Posted on Wednesday, February 20, 2013

At ease, Suicidal Black Metal devotees. This isn’t a new offering of sadness from A. Morbid. This is the other Hanging Garden, the Doom band from Finland. Although, At Every Door may still contain some worth for the misery-addicted lifehaters among us. I suppose any band inclined to name themselves after a Cure song is going to possess some inherent leaning towards the depressive side. This Hanging Garden are practitioners of the Saturnus school of thought: whisperspeak softly and carry a big growl. They believe nothing brings out a bestial Doom growl like spoken or whispered bits. They also believe in long songs, keyboards, big riffs, and a pervading atmosphere of romantic dreariness not unlike the immortal early works of Celestial Season. However, their real ace in the hole is a very convincing style of clean singing that I feel may eventually propel them near the top of the Gothic Doom heap. It is the clean vocals that truly complement those brutal roars, and provide the album’s most memorable moments. The music follows the temperament of the varied vocal approaches, as loud and quiet trade off in equally morose fashion.
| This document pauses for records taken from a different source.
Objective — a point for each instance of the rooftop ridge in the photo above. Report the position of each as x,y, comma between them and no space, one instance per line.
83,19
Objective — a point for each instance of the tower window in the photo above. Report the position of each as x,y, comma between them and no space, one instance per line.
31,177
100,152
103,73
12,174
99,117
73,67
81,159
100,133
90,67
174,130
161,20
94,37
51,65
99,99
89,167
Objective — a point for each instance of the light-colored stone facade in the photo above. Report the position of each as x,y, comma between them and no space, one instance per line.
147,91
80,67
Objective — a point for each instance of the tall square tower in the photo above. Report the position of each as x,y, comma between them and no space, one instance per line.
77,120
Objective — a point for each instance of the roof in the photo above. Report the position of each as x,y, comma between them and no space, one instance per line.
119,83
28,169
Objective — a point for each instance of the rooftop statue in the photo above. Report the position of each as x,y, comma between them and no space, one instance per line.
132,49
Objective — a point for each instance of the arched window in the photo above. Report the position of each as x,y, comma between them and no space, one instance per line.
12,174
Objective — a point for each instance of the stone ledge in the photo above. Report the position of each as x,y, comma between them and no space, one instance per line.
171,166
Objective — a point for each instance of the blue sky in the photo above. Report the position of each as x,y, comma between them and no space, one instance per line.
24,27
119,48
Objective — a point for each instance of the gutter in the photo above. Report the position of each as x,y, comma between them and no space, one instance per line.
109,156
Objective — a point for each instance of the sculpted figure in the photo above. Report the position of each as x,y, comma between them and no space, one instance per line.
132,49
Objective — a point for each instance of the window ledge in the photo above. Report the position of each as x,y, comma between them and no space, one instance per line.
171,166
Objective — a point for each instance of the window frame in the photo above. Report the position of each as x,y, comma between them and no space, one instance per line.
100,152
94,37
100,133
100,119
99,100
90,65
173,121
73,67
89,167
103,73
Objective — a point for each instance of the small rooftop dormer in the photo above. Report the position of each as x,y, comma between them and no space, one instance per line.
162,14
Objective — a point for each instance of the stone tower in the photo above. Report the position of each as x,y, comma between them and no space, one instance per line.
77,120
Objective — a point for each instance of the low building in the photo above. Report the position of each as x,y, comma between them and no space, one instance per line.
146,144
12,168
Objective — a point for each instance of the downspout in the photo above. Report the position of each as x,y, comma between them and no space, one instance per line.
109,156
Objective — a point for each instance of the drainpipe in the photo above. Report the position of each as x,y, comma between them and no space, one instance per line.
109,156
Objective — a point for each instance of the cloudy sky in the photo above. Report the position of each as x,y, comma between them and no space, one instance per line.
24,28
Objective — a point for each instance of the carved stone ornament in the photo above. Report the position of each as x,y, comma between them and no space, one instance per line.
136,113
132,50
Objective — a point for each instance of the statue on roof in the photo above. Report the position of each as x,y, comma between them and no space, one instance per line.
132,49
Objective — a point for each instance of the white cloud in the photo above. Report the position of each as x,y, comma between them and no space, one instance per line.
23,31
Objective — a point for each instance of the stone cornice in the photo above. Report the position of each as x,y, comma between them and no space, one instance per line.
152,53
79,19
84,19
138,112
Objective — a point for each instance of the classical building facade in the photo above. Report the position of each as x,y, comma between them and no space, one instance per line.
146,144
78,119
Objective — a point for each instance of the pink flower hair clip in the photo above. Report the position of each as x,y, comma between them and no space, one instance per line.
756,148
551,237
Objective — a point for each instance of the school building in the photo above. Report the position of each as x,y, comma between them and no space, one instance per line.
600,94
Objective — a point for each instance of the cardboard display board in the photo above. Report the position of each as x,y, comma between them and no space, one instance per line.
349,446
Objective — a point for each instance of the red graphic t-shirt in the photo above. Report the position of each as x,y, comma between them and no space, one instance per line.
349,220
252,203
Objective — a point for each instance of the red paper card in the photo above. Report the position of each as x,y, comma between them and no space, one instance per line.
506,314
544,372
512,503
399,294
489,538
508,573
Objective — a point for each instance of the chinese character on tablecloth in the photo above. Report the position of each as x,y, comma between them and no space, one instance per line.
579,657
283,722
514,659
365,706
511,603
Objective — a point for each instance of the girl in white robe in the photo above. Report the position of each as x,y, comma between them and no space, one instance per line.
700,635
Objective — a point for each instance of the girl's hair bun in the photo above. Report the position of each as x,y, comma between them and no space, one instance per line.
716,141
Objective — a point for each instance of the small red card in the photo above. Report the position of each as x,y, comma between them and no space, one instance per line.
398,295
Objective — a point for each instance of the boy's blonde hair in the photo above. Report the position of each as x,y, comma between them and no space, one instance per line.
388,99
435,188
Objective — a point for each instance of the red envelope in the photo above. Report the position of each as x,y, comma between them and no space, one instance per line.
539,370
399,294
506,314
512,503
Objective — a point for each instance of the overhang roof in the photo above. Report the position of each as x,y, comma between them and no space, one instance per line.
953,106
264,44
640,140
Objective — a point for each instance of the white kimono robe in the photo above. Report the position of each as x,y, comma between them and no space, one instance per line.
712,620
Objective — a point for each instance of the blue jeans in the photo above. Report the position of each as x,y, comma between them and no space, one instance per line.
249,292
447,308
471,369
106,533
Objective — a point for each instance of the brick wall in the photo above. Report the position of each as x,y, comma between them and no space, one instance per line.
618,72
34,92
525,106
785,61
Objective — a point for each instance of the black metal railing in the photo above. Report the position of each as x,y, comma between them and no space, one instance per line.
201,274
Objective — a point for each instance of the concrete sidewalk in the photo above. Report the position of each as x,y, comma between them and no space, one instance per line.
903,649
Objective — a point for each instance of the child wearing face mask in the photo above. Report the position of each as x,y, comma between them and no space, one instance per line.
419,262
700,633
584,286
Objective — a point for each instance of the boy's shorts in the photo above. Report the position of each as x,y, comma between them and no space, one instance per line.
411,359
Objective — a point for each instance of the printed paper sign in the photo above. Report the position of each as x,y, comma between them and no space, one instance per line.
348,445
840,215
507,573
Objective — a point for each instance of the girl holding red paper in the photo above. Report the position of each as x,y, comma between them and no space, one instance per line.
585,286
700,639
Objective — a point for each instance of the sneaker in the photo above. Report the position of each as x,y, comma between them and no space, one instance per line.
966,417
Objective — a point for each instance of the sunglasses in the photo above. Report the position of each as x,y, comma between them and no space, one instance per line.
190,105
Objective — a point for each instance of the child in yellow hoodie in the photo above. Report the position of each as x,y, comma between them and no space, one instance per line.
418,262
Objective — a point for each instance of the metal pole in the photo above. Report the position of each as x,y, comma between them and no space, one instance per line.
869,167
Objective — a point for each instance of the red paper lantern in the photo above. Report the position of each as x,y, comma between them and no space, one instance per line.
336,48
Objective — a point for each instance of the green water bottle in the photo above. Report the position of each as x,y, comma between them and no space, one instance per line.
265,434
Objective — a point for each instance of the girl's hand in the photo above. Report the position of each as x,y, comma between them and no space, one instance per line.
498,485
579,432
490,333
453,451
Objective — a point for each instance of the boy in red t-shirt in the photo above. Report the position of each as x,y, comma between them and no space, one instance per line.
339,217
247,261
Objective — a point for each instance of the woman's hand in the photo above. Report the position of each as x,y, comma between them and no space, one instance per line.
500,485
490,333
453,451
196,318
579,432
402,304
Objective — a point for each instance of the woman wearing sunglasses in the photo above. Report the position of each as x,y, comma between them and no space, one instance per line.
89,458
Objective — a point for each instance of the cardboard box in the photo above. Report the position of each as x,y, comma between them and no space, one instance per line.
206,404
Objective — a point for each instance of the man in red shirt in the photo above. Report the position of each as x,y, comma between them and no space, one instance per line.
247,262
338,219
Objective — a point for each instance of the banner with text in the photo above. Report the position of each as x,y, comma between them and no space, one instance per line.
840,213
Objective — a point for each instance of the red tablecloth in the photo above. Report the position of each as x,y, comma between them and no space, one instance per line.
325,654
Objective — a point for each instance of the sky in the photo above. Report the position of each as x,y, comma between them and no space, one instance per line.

Passages of subdued melody and reflection wait for explosions of distorted rage bearing mournful dirge. At times the band is a little rough around the edges —the Industrial ambiance that begins “Wormwood” feels somewhat awkward, though the song is later redeemed by an infectious clean-sung hook— and tracks that extend past the 6-minute mark tend to drag a bit —the band exhaust the back-and-forth of the poetry recital and gruff lament to mind-numbing effect on mini-epic “The Cure” (see what they did there?), while it’s even harder to stay focused on 10-minute closer “To End All Ages”— but they have all the tools, along with a ton of potential. I’d personally like to see them scale back some of the melodrama and up the bleakness factor to a Katatonic level a la Rapture. They definitely have the talent to pull it off.
Favorites: “Ten Thousand Cranes,” “Ash and Dust.”